Mr. Zuma was ousted in 2018 following internal discord among the ruling African National Congress (ANC), against a backdrop of public outrage over alleged corruption and mismanagement of state resources.
Following his ouster, Deputy Chief Justice Raymond Zondo, set up judicial inquiry after an ombudsman report called for an investigation into possible improper contact between senior members of Zuma’s former administration and three wealthy businessmen — the Gupta brothers — all of whom have denied wrongdoing. The Guptas fled South Africa upon Zuma’s ousting.
His successor, President Cyril Ramaphosa, who has vowed and made a concerted effort to rid the corruption within the government and his own ANC party, faces a giant hurdle of a rift between his supporters and a core of Zuma loyalists.

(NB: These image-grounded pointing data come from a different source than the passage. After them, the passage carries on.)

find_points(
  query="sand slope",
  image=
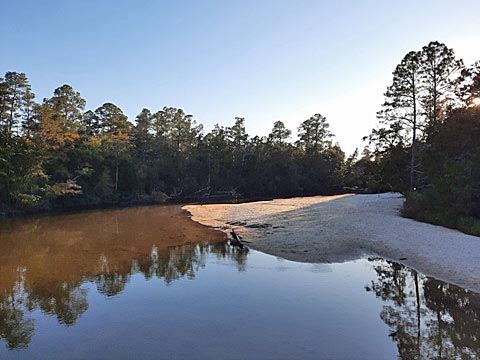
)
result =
(340, 228)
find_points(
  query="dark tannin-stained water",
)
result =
(148, 283)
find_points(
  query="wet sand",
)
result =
(347, 227)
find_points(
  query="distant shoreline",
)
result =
(347, 227)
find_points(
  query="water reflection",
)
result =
(112, 265)
(44, 261)
(427, 318)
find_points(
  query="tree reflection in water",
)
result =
(428, 319)
(45, 260)
(68, 301)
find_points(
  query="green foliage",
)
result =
(63, 157)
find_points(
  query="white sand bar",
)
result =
(346, 227)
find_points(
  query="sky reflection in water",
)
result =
(120, 290)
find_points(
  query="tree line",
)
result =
(428, 141)
(57, 155)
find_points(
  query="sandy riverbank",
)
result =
(346, 227)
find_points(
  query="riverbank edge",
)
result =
(461, 275)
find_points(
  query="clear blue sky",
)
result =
(264, 60)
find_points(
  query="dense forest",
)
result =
(56, 155)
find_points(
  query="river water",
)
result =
(148, 283)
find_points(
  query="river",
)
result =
(149, 283)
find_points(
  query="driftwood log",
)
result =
(236, 240)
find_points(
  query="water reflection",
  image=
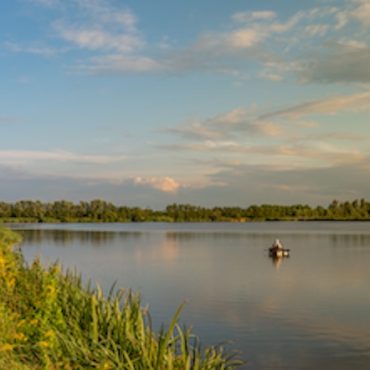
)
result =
(69, 237)
(308, 312)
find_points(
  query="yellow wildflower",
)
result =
(6, 347)
(20, 336)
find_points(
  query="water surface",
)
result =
(309, 311)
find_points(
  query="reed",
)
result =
(50, 320)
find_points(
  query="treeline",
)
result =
(102, 211)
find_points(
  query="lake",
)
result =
(308, 311)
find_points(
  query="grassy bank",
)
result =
(48, 320)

South Africa is riddled with an economic crisis that has been largely attributed to corruption. Economists broadly agree that the pilfering of state resources in recent decades has had a negative impact on the nation’s economy, state-owned enterprises and public services.
The ruling is expected to have an impact within the governing ANC that has been divided between supporters of Mr. Zuma and President Ramaphosa. For president Ramaphosa, it will be a source of vigor to reinforce his fight against “state capture” corruption within the party and the country as whole, while for those with Zuma, it will mean a deadly blow as he is the figurehead of their camp.
Meanwhile, Mr. Zuma’s sentence puts a soul-searching challenge to other African countries. The continent is engulfed by graft epidemic that is buoyed by lax anti-graft laws and lack of political will by state actors to prosecute perpetrators. Hardly do African leaders involved in corruption get prosecuted, and when they do, they are easily exonerated.
Nigeria, Africa’s largest economy is also bedridden with graft. Nearly all of its leaders have been fingered in corruption scandals, but only a few, excluding presidents, have been convicted for corruption due to political, tribal and personal interests. It is hoped that president Ramaphosa’s political will to fight corruption within his own party and government, will send a wake up message to the rest of the continent.